We published our Defeating Dementia report, highlighting the quality of dementia research carried out in the UK and how increasing its capacity could help accelerate research progress.
A focused approach
We shook up our approach to research with the launch of Alzheimer’s Research UK’s new research Strategy at a high profile event in Westminster. The strategy will see us move faster on treatment development, bringing the academic and pharmaceutical sectors closer together to carry new discoveries into treatments that benefit patients.
Joining the fight
We welcomed on board a major new corporate partner, The Page Group, which is aiming to raise a colossal £200,000 by covering 200,000 miles in creative ways. The Iceland Foods Charitable Foundation also committed to supporting us for a third year, bringing further major investment into Alzheimer’s disease research.
Explore the world of research
We launched the first ever virtual lab tour designed to help the public understand how new dementia treatments are developed. The Lab has received praise for its innovative approach to introducing the research process to the masses and for its unique design.

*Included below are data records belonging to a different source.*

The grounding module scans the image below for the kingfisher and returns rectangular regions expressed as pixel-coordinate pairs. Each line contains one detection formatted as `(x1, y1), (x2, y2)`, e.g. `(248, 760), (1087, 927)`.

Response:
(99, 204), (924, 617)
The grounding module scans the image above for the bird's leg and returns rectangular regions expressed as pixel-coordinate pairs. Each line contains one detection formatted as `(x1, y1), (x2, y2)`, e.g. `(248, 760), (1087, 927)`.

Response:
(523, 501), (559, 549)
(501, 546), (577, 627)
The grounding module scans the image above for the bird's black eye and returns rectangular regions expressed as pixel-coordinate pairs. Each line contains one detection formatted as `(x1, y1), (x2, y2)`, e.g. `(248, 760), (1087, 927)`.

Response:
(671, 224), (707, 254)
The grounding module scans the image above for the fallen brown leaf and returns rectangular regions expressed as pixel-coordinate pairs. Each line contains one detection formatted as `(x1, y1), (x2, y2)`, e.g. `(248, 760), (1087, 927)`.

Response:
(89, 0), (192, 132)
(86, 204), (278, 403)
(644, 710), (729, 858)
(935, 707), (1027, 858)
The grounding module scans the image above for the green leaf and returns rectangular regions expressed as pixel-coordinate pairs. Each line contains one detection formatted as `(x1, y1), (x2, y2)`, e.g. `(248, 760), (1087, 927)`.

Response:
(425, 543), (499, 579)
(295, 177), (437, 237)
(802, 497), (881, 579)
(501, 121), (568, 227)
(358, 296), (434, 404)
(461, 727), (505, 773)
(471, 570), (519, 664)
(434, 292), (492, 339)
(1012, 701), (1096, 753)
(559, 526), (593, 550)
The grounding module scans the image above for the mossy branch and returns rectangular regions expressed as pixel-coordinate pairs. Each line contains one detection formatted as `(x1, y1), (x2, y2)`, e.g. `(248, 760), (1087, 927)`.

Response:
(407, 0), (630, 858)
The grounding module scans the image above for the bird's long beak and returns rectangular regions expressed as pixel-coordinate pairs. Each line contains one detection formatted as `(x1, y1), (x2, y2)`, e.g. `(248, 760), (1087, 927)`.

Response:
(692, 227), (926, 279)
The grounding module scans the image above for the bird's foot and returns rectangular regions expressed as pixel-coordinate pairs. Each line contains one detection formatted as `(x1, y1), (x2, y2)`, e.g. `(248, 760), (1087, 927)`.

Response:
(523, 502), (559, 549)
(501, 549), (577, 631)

At a high profile launch as part of the Global Action Against Dementia legacy event in London, we launched Defeat Dementia – a fundraising campaign aiming to raise £100m over five years to power transformational dementia research. The campaign, which won the backing of the Prime Minister, features a number of new world-first research initiatives designed to drive academic discovery more quickly into benefits for people with dementia.
Alzheimer’s in a dish
As part of our Defeat Dementia campaign, we launched the Stem Cell Research Centre, a collaboration between Oxford University and UCL. The pioneering research centre receives skin cells donated by people with Alzheimer’s disease, which are reprogrammed into stem cells which have the ability to become any other cell type. In the Research Centre’s case, the cells are transformed in nerve cells, creating a cell model of Alzheimer’s disease in a Petri dish. This amazing science allows us to test new treatment approaches for the disease and zero in on promising new molecules. The project has benefited from generous funding from the Alborada Trust.
The Defeat Dementia campaign will fund some of the biggest ideas in dementia research worldwide. As well as our new Stem Cell Research Centre, we are also making progress with the Dementia Consortium, which unites the pharmaceutical industry with the most promising drug discovery leads from the academic sector. During 2014, we developed a network of Drug Discovery Institutes to commit dedicated scientific teams to cracking the code for new treatments, and we drew up plans for increased investment in promising clinical trials and prevention work.